I desperately needed the air but rolled it up immediately anyway. I tilted my hat so I could lean against the glass instead. Though it wasn’t quite right for the winter season, the hat still felt like a talisman, something with a hint of magic instead of just a pretty geranium-colored accessory.
“Do you like the house of a hundred suns better than the Gare Saint-Lazare?” I asked Lucie quietly, getting in my last few phrases in English to her before we stepped into a public place and French took o
ver again. Our home in Paris had been just a ten-minute stroll from Saint-Lazare.
“I’m starting to forget Paris,” she replied in a tiny voice, not wanting to disturb her father.
“It has only been a few months, Lucie,” I said, unable to hide my alarm. “And no one can forget Paris. It’s the most wonderful place in the world. Spend just one day there and it finds its way inside you, even someone young like you. The memories you make in Paris are thicker than cartilage.”

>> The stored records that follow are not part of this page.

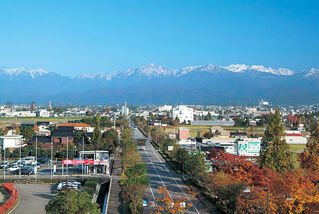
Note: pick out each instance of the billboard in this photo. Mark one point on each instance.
(248, 148)
(84, 162)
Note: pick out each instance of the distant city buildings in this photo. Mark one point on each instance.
(183, 113)
(125, 110)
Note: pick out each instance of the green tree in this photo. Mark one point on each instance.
(309, 159)
(276, 154)
(72, 202)
(195, 164)
(181, 155)
(27, 132)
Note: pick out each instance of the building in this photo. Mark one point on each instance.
(219, 131)
(125, 110)
(11, 142)
(78, 126)
(183, 113)
(248, 146)
(183, 133)
(63, 135)
(43, 113)
(165, 108)
(213, 123)
(295, 137)
(96, 161)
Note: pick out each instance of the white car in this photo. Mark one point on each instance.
(13, 168)
(4, 164)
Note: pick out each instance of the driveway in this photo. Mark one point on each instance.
(33, 198)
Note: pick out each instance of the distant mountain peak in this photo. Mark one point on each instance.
(23, 71)
(279, 71)
(312, 73)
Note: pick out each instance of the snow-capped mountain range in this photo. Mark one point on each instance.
(152, 70)
(157, 84)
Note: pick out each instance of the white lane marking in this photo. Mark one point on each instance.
(159, 176)
(152, 148)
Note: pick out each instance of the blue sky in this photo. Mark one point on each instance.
(72, 37)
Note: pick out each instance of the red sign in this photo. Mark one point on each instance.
(84, 162)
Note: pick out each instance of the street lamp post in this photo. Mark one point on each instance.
(51, 158)
(67, 154)
(20, 162)
(4, 160)
(82, 156)
(36, 158)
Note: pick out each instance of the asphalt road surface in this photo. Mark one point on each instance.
(33, 198)
(161, 174)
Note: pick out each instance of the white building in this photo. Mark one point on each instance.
(183, 113)
(125, 110)
(43, 113)
(165, 108)
(11, 141)
(295, 137)
(21, 114)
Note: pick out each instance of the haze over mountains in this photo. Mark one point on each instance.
(156, 84)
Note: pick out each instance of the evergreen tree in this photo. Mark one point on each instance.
(309, 159)
(276, 154)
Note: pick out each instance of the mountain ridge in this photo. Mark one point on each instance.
(157, 84)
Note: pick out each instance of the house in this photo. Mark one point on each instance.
(78, 126)
(295, 137)
(183, 133)
(219, 131)
(183, 113)
(63, 135)
(43, 113)
(238, 134)
(11, 142)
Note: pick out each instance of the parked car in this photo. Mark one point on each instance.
(4, 164)
(13, 168)
(28, 160)
(27, 170)
(19, 163)
(44, 160)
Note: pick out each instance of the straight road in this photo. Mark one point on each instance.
(33, 198)
(161, 174)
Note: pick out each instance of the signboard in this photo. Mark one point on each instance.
(84, 162)
(247, 148)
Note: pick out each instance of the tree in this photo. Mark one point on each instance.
(309, 159)
(181, 155)
(134, 193)
(276, 154)
(72, 202)
(27, 132)
(195, 164)
(238, 122)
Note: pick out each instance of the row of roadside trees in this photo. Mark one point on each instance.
(134, 178)
(240, 185)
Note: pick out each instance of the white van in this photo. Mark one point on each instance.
(29, 160)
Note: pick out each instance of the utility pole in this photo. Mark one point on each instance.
(51, 158)
(267, 195)
(4, 160)
(20, 162)
(36, 158)
(82, 156)
(67, 154)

I could tell she was about to ask me what cartilage was, but she paused and laid her head against my arm instead.
“I remember that it rained every day,” she whispered, “and that Mademoiselle DuPont would tell me not to play in the elevator or I would be trapped inside and have to live there forever. In the elevator. But no one lives in elevators, do they?”
“It did not rain every day,” I corrected her.
“The bread in Paris was tastier. But I like rice, too,” she said loudly, and then pressed her lips together when she realized her volume.
“Enough of that, mes chéries,” said Victor, implying our English. “We’re arriving.”
Annamite men and women, most in their straight-cut traditional clothes, moved in a wave to make room for our car as we pulled up right under the station clock. Lucie smiled at the rickshaw coolies staring at us, and I turned to greet the porter who had approached the car, opening the door on Victor’s side before Lanh had even turned off the engine. The man, whose eyes were friendly, though cloudy with age and cataracts, greeted us in Annamese and helped Lanh remove our bags from the trunk.
“Please be careful with that one. The handle needs to be repaired,” I told him quietly, not wanting Victor to hear me. I knew he wouldn’t be pleased that I had accidentally brought a broken suitcase on the journey. I could have blamed a servant, but it was something I never did, which was why they were so loyal to us.